17. Right to complain
If you are not satisfied with how we have handled your request, you may complain to your local data-protection authority. Exercising a statutory right or lodging a complaint with an authority is separate from, and not replaced by, any arbitration or dispute-resolution provision in our Terms of Service; we will never route a statutory data-subject right to commercial arbitration. Relevant authorities include:
- European Union: the data-protection authority of your country of residence, work or alleged infringement. The European Data Protection Board lists national authorities at edpb.europa.eu.
- United Kingdom: the Information Commissioner's Office (ICO) at ico.org.uk.
- Switzerland: the Federal Data Protection and Information Commissioner (FDPIC) at edoeb.admin.ch.
- Singapore: the Personal Data Protection Commission (PDPC) at pdpc.gov.sg.
- South Africa: the Information Regulator. You may lodge a complaint by email to complaints.ir@inforegulator.org.za or via inforegulator.org.za. The Regulator's postal address is JD House, 27 Stiemens Street, Braamfontein, Johannesburg, 2001, South Africa.
- California, U.S.A.: the California Privacy Protection Agency (CPPA) at cppa.ca.gov, and the California Attorney General.
- United Arab Emirates: the UAE Data Office.

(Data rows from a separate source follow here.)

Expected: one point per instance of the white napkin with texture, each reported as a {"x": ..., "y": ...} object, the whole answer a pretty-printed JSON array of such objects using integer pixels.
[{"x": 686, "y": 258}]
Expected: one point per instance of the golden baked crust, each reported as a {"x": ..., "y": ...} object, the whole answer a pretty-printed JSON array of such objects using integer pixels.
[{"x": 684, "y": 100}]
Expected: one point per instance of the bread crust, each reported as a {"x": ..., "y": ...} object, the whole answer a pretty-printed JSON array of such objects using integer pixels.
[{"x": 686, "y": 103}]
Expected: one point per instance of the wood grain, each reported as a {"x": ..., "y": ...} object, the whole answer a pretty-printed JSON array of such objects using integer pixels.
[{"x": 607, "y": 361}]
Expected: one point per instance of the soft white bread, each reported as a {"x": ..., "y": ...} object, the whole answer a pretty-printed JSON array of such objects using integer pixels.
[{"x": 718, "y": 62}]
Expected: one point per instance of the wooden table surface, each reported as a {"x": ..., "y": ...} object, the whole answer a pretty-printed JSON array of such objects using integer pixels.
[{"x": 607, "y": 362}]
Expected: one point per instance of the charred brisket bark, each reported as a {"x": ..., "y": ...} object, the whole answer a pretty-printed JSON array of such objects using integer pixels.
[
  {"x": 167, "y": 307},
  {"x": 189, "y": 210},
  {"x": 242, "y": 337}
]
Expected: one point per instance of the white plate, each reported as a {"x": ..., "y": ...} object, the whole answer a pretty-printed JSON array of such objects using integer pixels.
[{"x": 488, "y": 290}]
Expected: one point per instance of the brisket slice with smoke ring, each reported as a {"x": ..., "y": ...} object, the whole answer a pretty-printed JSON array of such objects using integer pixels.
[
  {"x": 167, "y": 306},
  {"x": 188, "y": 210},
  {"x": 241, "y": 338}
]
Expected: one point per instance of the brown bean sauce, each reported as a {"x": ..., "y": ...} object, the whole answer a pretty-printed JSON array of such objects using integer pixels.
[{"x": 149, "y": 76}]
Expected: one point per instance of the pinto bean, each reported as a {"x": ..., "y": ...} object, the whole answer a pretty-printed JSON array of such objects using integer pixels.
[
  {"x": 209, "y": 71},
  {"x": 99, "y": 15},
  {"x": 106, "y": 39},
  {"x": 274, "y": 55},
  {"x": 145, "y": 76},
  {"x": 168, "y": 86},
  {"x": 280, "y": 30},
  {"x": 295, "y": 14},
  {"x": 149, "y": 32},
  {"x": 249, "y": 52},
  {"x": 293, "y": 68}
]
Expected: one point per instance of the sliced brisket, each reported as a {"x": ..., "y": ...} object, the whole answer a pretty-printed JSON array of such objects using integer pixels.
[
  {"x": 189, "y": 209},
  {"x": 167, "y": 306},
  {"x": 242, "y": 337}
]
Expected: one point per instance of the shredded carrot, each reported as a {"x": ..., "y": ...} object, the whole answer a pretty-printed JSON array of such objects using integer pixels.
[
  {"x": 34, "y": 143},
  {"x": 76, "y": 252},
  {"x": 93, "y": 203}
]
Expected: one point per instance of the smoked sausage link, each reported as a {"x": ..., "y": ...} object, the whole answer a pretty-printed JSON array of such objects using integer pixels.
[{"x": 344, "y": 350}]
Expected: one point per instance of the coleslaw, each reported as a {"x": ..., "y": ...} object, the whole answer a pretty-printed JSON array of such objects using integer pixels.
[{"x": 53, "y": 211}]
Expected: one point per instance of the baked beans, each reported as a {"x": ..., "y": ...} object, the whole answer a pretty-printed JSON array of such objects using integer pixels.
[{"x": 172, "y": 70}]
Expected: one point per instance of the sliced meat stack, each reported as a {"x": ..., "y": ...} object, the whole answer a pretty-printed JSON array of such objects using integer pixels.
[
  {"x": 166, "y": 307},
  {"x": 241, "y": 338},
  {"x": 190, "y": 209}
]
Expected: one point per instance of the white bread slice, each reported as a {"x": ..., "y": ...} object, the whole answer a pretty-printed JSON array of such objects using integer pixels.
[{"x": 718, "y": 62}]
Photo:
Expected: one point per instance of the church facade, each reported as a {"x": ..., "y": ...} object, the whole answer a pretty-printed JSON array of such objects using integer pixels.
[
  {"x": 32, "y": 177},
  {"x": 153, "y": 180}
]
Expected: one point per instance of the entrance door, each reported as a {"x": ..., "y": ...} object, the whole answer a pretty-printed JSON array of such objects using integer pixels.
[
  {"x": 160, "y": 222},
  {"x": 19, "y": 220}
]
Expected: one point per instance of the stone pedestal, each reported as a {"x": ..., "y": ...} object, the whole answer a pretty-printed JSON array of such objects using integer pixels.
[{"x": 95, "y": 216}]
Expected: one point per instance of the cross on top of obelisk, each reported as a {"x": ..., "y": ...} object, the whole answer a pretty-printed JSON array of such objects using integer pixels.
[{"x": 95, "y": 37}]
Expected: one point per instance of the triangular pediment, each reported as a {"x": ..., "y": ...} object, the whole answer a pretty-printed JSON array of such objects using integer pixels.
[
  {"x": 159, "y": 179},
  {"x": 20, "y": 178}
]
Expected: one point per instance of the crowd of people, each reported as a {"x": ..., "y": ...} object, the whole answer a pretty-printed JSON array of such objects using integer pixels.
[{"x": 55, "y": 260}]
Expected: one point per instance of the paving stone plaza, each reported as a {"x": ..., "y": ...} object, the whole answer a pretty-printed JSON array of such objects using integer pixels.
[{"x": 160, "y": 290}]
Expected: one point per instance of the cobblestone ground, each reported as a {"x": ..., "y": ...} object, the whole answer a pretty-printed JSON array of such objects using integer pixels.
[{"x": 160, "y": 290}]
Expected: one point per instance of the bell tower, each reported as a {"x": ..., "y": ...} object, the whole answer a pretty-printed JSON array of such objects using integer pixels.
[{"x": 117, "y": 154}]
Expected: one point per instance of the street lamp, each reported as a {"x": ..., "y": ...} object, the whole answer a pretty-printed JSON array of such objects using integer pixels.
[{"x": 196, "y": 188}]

18. EU and UK representative
SmartAlex is appointing a representative under Article 27 of the GDPR and UK GDPR. Until that appointment takes effect, you may direct any matter that would otherwise be addressed to a representative to privacy@getsmartalex.com, and we will handle it directly.
19. Contact and updates
To submit a Data Subject Request, or for any question about this Procedure, contact privacy@getsmartalex.com. The privacy team performs the data-protection officer function for SmartAlex. This Procedure is reviewed periodically and updated as the law and our Services evolve, and any material change will be reflected in an updated version and effective date below.
This Procedure is version 1.1 and is effective from 1 June 2026.